If the community decides to that bringing proper pipeline support to SDKs is important, I do think its important to solve it holistically, and look at how the concepts apply to traces and metrics as well as logs.
👍
According to spec compliance matrix it is implemented in 3 languages:
https://github.com/open-telemetry/opentelemetry-specification/blob/d2035751f3fc89a1ef44eb883dac63facc913138/spec-compliance-matrix.md?plain=1#L202
I saw that Logger.Enabled is also added to PHP (which gives 4 languages):
https://github.com/open-telemetry/opentelemetry-php/blob/015da800aa005d69f1b54a54c28af9173e236c7f/src/API/Logs/LoggerInterface.php#L15-L20
@open-telemetry/technical-committee, are there any required steps to mark this as stable?
Did a quick peak at the go, rust, cpp, php implementations:
- Go - 👍
- Rust - has an
event_enabledmethod which appears to accept severity and event name arguments.

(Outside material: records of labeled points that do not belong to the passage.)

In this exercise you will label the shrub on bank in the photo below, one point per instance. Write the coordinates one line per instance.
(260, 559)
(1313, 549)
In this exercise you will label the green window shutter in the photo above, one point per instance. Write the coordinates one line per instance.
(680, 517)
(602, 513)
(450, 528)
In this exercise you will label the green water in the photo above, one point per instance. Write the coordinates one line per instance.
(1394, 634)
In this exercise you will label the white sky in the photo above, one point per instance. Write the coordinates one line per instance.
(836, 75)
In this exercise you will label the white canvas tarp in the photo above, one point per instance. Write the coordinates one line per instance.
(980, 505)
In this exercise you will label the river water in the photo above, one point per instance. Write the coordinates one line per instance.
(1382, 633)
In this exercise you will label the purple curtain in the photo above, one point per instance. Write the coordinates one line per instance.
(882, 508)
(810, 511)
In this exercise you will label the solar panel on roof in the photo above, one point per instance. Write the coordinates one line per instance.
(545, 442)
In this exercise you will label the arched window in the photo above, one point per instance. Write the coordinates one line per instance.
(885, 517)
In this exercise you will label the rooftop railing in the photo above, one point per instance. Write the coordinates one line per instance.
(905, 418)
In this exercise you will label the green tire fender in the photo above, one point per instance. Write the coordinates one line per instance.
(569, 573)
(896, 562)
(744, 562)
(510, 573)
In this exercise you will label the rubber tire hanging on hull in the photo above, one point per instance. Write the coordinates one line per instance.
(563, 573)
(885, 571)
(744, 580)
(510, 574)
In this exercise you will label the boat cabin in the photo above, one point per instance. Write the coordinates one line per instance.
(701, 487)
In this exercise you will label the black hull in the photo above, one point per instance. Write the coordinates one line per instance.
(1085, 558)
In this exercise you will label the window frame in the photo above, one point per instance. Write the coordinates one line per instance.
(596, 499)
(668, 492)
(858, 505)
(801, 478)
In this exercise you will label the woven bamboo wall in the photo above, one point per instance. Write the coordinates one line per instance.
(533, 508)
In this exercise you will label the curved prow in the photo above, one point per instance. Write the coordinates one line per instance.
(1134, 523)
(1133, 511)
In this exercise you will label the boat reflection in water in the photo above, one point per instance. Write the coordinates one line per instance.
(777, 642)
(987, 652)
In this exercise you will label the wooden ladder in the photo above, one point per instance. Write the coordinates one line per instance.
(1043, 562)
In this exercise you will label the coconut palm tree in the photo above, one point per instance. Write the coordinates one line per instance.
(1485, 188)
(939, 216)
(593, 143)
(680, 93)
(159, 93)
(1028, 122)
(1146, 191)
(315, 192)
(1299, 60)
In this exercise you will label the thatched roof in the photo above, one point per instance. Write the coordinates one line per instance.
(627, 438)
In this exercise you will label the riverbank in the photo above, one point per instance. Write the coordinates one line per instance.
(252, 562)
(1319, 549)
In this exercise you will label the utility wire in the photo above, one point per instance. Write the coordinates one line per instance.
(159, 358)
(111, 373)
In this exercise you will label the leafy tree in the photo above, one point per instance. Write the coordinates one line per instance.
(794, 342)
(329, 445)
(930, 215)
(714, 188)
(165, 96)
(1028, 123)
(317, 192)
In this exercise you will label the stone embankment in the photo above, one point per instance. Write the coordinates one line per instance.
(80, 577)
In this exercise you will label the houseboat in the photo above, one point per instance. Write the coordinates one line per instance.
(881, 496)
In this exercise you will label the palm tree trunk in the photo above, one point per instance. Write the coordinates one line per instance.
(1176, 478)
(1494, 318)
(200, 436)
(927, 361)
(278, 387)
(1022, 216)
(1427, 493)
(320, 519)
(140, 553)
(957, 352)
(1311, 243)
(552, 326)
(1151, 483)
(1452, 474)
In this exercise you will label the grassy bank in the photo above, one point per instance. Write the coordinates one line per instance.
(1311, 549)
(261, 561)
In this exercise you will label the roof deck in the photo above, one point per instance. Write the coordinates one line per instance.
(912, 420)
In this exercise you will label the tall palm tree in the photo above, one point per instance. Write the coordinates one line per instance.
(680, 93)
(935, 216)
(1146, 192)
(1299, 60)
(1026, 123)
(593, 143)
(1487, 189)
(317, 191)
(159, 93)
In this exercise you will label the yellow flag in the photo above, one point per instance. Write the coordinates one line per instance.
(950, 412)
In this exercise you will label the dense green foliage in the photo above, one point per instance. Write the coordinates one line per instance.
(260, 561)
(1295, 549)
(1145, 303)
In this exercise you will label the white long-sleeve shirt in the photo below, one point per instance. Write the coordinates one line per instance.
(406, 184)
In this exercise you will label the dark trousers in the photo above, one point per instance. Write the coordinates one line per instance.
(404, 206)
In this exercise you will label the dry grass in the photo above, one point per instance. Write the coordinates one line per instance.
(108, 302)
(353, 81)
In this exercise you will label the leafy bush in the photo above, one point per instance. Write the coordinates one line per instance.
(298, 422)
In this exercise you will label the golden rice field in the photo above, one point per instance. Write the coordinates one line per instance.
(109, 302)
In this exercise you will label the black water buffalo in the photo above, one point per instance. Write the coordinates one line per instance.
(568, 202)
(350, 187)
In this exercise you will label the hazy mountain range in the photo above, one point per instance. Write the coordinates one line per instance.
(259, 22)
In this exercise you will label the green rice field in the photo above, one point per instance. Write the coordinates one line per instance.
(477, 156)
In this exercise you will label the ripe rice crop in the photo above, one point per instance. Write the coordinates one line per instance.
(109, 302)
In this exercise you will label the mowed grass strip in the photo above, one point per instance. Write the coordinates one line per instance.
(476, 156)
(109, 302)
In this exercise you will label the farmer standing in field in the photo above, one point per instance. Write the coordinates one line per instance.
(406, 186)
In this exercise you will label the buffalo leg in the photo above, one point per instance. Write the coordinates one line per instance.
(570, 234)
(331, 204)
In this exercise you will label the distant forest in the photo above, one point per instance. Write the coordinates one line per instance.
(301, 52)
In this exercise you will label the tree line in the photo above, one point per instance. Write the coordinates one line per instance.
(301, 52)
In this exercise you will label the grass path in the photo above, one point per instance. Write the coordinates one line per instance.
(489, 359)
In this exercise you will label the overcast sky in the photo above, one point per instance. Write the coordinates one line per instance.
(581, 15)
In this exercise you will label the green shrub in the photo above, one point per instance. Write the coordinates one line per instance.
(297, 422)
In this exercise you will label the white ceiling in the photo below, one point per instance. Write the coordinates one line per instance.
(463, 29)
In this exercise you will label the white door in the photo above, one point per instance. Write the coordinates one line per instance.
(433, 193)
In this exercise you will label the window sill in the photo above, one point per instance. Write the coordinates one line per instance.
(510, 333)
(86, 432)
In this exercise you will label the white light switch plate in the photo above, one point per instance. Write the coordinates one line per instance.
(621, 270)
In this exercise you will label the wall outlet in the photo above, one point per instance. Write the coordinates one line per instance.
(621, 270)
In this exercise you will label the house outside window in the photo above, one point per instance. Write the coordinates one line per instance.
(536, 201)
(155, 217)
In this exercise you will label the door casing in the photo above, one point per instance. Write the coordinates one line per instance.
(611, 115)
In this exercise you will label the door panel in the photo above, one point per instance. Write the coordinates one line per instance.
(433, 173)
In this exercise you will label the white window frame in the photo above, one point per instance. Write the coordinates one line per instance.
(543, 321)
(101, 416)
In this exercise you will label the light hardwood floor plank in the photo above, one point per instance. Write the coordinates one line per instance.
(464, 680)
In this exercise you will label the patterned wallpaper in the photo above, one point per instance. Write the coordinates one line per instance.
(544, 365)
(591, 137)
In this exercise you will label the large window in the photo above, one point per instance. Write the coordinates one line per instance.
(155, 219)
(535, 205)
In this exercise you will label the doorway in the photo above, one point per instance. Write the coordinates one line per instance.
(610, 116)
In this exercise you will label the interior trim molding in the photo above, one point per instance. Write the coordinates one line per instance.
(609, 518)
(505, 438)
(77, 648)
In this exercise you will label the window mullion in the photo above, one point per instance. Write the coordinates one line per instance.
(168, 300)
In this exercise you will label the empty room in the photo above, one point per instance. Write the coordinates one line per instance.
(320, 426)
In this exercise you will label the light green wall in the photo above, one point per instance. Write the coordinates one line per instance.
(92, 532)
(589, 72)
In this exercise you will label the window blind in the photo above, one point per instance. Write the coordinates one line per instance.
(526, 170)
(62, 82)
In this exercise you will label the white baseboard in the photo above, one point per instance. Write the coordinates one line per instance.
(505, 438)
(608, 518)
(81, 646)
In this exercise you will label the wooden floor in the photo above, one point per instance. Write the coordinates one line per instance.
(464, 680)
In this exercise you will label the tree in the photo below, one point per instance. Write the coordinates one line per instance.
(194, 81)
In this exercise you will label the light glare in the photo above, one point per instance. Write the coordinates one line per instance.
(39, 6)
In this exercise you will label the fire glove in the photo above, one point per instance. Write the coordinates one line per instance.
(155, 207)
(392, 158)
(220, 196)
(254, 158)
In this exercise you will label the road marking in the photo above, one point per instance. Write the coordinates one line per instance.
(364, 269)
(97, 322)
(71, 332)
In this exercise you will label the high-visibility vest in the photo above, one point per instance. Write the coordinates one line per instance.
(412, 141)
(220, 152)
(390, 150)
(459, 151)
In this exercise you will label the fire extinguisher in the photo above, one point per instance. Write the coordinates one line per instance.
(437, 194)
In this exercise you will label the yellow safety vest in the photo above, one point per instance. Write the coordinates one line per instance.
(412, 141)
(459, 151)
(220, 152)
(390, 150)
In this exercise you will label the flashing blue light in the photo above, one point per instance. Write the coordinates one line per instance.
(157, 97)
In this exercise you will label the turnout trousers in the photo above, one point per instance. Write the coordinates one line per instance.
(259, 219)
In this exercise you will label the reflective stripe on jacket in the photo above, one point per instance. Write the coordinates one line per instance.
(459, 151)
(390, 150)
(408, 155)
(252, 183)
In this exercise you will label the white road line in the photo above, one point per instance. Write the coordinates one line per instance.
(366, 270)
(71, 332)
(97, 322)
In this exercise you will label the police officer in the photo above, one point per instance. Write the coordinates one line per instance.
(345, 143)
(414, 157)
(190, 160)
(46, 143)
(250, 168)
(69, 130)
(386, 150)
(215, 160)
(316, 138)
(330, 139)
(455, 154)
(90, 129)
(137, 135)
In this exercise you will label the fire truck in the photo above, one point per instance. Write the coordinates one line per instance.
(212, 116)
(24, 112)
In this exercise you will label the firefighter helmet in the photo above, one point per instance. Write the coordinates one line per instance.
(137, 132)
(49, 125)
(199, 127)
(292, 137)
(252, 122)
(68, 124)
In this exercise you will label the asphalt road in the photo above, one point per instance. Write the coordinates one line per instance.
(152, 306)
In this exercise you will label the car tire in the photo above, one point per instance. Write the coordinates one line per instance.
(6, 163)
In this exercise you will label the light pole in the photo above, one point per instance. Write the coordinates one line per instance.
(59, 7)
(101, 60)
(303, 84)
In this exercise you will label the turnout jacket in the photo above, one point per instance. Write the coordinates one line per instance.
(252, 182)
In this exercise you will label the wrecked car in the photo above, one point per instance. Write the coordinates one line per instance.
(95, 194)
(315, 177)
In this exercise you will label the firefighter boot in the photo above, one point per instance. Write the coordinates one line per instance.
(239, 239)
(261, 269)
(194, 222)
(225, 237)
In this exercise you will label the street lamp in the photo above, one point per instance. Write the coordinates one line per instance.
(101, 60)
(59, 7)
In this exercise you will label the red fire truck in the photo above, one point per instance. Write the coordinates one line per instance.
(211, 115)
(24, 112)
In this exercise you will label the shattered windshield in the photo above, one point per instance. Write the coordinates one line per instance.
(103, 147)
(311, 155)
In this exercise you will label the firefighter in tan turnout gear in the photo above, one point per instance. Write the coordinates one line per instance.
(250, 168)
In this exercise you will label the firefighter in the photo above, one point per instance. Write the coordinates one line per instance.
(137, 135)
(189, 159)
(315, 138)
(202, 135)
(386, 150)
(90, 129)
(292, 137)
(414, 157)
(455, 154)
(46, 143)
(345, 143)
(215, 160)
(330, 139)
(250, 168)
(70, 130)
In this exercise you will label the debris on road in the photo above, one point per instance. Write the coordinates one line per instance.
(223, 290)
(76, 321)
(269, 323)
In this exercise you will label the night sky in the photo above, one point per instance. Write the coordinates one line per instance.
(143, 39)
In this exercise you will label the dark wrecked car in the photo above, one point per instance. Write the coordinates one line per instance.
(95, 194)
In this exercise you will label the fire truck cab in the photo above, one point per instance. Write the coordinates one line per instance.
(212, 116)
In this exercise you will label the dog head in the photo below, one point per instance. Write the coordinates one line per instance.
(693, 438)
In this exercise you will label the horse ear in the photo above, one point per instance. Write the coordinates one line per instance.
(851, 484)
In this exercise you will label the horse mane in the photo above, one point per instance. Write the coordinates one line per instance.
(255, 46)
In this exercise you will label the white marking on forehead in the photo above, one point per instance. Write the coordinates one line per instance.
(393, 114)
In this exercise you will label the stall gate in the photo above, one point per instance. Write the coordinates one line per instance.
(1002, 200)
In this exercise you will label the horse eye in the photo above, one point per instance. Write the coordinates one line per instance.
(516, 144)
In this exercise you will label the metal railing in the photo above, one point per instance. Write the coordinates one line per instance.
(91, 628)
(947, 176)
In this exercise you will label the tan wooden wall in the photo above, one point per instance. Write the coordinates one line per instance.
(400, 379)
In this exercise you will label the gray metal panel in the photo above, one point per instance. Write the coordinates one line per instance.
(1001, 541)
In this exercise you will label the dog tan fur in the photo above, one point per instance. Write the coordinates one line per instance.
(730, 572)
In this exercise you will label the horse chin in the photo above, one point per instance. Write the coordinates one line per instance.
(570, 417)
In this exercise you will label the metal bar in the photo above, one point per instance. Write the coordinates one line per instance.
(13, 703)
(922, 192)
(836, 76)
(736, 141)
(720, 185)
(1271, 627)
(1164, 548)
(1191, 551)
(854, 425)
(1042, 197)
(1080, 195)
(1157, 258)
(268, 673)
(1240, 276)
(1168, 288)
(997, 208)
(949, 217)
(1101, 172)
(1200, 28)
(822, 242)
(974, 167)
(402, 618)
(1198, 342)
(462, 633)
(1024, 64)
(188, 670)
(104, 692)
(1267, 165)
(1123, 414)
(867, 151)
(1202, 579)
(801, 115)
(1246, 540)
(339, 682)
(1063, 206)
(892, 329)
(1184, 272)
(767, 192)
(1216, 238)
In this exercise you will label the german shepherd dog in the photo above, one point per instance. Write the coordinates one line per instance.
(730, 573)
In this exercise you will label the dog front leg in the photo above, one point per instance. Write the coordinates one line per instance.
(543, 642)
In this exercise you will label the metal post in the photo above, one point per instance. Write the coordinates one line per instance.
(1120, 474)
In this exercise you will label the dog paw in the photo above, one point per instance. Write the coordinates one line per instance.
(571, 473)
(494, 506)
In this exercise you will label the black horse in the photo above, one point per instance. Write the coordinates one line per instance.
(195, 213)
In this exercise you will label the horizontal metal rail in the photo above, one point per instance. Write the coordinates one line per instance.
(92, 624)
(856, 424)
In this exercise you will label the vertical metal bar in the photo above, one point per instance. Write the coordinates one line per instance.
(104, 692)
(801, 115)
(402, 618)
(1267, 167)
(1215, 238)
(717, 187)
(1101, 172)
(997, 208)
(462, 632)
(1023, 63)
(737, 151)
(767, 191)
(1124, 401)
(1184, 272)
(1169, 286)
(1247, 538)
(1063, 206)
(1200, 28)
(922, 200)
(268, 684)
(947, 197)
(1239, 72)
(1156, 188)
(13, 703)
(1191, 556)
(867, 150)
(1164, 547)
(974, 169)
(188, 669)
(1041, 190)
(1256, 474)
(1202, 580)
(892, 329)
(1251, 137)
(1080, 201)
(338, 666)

Not sure if this is supposed to representedLogger.Enabled - cpp - 👍 also accepts an EventId which I don't quite understand - maybe a cpp specific construct?
- php - doesnt accept any parameters
- java - Java also has a
enabledmethod, but I didn't fill out the compliance table because its still experimental and that's a grey area. It doesn't accept any parameters yet, but will be straight forward to add.
Personally, I'm comfortable stabilizing Logger#Enabled even if the prototype implementations don't currently all perfectly represent the spec. The parameters are intuitive and should be easy to add to implementations where they are missing.
Rust - has an event_enabled method which appears to accept severity and event name arguments. Not sure if this is supposed to represented Logger.Enabled
Otel Rust added more parameters than the spec has. The extra parameters are compile time generated/static in most logging libraries in Rust and is readily available. So it won't cost extra, but allows more advanced filtering.
@jack-berg, thanks. I think it would be beneficial to have approval from at least one maintainer per language listed above. If nobody objects I can create a PR tomorrow.
cpp - 👍 also accepts an EventId which I don't quite understand - maybe a cpp specific construct?
Yes. Otel C++'s logging API was meant for end-user usage too, even before Spec made that relaxation recently. (From Rust side, we wish to have an EventId too, but none of the existing libraries in Rust has that concept)
According to https://github.com/open-telemetry/opentelemetry-specification/issues/4208#issuecomment-2608496302 PHP should also be fine. @brettmc, am I correct?
According to https://github.com/open-telemetry/opentelemetry-specification/issues/4208#issuecomment-2608496302 PHP should also be fine. @brettmc, am I correct?
@pellared correct, that won't be an issue for PHP.